- Born: 1956 (age 69–70) Dhanbad, Bihar Now Jharkhand, India
- Education: De Nobili School, FRI Birla Institute of Technology University of Wisconsin–Milwaukee Ohio State University
- Occupation: President of Standard & Poor's
- Board member of: CRISIL Ltd

= Deven Sharma =

Indian businessman

Deven Sharma (born 1956 in Jharkhand) is an Indian businessman.

== Biography ==
=== Early life and education ===
Sharma attended De Nobili School, FRI, Digwadih, Dhanbad. He received his Bachelor's Degree from Birla Institute of Technology, Ranchi, India, a Master's Degree from University of Wisconsin–Milwaukee and a Doctoral degree in Business Management from Ohio State University.

=== Career ===
He was named president of Standard & Poor's in August 2007. In August 2011, he announced that he would step down from the position of president later in the year.

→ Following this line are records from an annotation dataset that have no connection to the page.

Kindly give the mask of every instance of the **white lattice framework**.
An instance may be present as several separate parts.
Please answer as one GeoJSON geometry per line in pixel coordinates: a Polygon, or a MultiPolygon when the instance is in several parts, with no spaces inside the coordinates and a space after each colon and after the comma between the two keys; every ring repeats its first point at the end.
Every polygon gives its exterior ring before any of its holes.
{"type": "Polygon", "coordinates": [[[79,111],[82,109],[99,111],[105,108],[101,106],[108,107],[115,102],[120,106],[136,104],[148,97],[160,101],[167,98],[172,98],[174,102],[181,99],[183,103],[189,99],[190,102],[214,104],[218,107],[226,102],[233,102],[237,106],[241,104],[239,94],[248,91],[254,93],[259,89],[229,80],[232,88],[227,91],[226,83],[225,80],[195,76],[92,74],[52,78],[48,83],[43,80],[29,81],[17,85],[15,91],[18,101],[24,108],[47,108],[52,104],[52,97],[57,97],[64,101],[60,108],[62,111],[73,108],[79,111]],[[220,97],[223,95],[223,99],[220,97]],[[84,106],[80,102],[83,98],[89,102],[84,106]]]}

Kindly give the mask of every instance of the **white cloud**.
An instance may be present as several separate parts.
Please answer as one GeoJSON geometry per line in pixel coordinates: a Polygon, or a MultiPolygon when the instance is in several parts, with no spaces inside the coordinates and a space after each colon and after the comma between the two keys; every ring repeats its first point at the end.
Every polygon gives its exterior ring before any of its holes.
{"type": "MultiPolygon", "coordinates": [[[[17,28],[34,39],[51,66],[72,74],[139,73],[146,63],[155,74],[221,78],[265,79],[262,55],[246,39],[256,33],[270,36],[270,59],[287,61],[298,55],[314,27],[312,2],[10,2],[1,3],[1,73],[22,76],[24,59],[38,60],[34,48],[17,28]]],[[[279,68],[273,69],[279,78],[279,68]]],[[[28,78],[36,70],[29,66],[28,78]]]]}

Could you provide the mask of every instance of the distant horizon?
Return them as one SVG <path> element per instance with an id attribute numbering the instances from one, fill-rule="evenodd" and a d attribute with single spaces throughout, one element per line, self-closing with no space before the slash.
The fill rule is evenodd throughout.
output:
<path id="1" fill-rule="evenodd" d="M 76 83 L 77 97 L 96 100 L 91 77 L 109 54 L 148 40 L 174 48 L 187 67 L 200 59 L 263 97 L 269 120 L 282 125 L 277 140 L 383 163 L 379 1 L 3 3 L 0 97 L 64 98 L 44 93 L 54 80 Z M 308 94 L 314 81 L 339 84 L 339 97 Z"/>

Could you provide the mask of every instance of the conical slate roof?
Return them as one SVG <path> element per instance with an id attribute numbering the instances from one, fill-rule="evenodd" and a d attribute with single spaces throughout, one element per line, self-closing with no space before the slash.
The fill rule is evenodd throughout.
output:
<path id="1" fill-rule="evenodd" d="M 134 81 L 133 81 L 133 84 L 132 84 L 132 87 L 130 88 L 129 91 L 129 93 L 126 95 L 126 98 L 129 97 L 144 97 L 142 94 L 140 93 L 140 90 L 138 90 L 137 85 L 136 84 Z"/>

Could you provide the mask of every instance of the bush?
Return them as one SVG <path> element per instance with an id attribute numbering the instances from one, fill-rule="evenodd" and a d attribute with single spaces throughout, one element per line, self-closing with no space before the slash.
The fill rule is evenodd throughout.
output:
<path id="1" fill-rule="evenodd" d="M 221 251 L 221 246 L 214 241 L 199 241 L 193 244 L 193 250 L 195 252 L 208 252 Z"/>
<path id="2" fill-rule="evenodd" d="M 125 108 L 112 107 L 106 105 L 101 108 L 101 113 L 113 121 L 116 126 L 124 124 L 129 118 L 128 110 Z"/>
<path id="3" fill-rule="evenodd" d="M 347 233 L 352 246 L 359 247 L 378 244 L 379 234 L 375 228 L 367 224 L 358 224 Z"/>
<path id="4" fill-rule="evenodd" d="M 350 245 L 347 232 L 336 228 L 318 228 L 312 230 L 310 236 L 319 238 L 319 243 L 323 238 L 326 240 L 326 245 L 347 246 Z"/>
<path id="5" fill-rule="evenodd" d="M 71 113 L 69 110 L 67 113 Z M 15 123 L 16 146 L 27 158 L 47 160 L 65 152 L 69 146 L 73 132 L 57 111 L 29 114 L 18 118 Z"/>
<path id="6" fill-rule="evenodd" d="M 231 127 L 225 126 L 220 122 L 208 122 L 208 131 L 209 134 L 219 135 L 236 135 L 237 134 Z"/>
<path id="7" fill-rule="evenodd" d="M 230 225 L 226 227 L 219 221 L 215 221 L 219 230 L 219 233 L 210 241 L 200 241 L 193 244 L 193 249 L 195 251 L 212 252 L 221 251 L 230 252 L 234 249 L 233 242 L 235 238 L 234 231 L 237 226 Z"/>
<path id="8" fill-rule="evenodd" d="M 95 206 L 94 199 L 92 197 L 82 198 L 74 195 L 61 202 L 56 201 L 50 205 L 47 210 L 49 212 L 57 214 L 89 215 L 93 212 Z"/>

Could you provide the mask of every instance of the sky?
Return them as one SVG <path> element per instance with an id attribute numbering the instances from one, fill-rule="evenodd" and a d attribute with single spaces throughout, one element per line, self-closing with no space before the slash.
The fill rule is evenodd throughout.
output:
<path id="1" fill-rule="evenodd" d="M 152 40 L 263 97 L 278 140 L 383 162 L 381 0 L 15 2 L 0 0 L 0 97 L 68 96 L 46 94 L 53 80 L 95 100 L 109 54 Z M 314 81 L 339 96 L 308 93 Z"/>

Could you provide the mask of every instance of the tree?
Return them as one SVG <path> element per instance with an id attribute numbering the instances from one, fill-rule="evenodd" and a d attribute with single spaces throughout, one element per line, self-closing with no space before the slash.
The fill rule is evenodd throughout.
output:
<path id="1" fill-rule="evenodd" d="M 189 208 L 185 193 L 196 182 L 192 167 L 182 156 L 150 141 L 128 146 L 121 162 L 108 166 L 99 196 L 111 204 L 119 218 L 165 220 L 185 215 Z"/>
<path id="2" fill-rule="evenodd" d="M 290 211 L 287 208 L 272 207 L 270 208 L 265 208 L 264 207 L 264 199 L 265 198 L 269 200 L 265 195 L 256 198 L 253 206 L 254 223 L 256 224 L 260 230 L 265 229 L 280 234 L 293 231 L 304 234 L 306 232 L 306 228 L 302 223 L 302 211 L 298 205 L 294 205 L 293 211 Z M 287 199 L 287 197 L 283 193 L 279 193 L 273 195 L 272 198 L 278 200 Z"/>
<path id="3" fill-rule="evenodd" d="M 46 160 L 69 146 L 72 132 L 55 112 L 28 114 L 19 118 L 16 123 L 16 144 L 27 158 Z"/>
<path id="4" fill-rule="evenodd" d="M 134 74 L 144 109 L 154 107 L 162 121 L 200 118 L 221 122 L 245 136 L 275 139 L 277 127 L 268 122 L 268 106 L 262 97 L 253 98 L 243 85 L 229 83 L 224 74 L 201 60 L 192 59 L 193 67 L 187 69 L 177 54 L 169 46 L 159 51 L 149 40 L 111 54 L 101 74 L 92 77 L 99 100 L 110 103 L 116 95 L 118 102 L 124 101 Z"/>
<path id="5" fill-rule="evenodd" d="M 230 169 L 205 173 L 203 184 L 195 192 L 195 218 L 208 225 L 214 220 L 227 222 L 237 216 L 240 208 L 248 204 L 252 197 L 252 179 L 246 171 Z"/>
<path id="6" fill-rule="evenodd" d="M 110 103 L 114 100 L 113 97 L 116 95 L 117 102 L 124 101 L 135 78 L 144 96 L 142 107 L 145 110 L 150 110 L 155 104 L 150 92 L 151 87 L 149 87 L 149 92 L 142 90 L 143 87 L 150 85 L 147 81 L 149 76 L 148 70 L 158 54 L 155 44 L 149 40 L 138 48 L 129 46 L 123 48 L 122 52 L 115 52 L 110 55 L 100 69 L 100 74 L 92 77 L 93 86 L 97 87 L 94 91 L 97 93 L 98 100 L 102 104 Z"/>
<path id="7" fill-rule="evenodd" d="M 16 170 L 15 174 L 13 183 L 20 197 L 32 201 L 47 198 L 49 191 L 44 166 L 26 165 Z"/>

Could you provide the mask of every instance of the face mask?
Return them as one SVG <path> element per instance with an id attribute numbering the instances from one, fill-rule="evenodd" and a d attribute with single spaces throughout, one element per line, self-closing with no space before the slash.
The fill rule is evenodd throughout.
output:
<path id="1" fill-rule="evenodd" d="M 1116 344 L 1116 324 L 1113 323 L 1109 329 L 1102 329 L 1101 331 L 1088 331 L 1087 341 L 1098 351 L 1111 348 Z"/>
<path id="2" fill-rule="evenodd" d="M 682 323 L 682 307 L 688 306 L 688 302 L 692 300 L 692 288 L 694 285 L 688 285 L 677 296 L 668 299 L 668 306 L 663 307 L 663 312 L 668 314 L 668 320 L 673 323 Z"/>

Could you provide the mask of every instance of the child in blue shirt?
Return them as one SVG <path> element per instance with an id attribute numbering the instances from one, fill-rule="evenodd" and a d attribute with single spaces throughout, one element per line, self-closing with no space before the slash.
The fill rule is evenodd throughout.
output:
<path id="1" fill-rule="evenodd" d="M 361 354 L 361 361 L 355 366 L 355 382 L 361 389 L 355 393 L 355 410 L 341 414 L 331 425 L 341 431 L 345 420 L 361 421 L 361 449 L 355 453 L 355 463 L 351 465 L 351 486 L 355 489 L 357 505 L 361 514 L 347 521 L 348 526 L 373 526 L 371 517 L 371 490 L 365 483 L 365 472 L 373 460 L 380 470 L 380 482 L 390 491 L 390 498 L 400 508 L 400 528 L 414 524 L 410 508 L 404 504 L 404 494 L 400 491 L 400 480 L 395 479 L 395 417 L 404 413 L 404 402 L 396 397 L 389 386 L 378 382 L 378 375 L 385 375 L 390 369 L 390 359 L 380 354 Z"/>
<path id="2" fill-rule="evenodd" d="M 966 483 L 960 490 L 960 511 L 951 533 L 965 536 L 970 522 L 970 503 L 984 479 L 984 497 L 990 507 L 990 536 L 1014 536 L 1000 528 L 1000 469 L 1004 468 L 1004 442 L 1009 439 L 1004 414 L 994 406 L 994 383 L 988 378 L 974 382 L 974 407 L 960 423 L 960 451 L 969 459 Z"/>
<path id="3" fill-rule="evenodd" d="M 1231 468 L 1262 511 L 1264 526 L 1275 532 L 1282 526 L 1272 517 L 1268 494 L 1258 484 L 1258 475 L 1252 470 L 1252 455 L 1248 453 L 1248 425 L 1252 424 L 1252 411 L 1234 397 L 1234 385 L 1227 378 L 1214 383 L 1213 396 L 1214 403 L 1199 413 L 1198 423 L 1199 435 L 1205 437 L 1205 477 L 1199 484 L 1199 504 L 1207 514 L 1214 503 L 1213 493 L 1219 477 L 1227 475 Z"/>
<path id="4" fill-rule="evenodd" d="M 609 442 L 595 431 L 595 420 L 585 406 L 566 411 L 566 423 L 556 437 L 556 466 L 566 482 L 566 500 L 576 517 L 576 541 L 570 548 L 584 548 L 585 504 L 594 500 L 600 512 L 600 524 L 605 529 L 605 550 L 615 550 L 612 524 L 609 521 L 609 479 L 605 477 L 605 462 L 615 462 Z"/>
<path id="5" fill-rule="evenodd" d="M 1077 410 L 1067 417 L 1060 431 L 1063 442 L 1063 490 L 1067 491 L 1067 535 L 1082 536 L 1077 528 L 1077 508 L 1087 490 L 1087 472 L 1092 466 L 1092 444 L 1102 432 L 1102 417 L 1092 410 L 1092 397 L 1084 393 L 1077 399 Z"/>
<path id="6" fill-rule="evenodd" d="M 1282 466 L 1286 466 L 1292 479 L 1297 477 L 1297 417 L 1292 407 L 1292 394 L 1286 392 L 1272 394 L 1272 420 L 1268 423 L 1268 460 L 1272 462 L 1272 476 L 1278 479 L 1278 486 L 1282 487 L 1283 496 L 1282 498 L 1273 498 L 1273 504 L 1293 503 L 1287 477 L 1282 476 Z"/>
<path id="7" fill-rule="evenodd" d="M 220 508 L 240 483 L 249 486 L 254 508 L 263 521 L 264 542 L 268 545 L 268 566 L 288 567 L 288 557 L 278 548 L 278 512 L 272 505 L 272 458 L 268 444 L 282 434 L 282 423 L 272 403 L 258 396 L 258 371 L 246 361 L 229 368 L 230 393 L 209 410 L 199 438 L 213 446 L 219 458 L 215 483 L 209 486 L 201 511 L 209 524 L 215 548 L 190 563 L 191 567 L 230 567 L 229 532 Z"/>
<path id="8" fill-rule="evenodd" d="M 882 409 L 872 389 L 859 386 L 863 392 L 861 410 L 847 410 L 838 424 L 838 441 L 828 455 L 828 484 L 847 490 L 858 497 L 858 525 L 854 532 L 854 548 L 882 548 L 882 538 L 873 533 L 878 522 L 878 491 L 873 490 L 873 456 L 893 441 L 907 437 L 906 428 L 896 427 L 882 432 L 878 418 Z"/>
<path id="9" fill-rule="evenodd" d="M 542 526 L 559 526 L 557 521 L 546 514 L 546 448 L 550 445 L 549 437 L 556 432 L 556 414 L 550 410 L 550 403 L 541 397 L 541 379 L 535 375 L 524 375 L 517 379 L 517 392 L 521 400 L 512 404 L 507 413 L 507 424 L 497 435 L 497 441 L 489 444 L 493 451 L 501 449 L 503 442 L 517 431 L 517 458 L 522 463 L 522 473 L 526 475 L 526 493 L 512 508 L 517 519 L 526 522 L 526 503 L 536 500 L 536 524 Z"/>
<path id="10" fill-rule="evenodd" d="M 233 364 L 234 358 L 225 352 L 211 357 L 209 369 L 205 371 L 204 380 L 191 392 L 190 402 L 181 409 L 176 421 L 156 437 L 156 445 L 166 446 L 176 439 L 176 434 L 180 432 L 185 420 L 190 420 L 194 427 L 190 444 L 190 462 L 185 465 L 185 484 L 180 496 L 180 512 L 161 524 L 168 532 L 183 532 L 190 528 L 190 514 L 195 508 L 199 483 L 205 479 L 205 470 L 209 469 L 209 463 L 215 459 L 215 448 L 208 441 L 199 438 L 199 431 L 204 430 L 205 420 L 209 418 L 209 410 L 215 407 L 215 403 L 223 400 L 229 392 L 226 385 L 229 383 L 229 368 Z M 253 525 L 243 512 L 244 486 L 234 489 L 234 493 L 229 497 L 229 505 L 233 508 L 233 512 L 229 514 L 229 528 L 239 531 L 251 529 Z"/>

Sharma serves on the boards of CRISIL, The US-China Business Council and Asia Society Business Council. He served as a Director of 1-800-Flowers.com Inc. from 12 May 2005 to 16 March 2007.

Deven Sharma became the public face of the firm in the wake of its downgrade of the United States' long-term debt rating on 5 August 2011. According to Reuters News Service, S&P announced on 23 August 2011 that Deven Sharma would step down as a Chief of Standard & Poor's effective 12 September 2011, and would leave the company by the end of the year.